Progress: Refine Objectives and Data
- Summary
- What I did
Data specification needed
Problems
- Time-data aspect: Inherent relationship
- Time polling: Disparate data qualities
Solutions
AI-enhanced Value Investing
Objective week_3: Run Matlab Neural Networks
- Specific Goal
- Hypothesis

Progress: Refine Objectives and Data

Summary

I put thought into what kind of data we are examining. I classified the data, gave descriptions of it, compared different types, and brainstormed about how to solve particular problems with these differences. I commented on thoughts into choosing correct outputs, also.

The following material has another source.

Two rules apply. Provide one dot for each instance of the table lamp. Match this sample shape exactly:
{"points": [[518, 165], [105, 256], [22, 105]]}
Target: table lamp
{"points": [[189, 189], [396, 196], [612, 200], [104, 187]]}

Included in this weeks detailed notes are many ideas and thoughts into how things could be done better. Some of these should eventually be tested, one by one. As you said, precise and small experiments are good methodology. The thougts and ideas of the past 2 weeks, are on top of a ton of other ideas already existing prior. Looking into the future, work needs to be done; specific ideas need to be selected and tested. All of this needs to happen before working on some grand-scheme “genetic algorithm to optimize the topology of the base Neural Net” (which is what I was formerly trying to do in programming VBA stuff). The important part of our work is the Neural Net.

What I did

I focused on rethinking and refining our process, hypothesis, and therefore entire system. I focused on the data requirements, data structure, and data relationships. In particular, I tried to answer how we may handle time-series data.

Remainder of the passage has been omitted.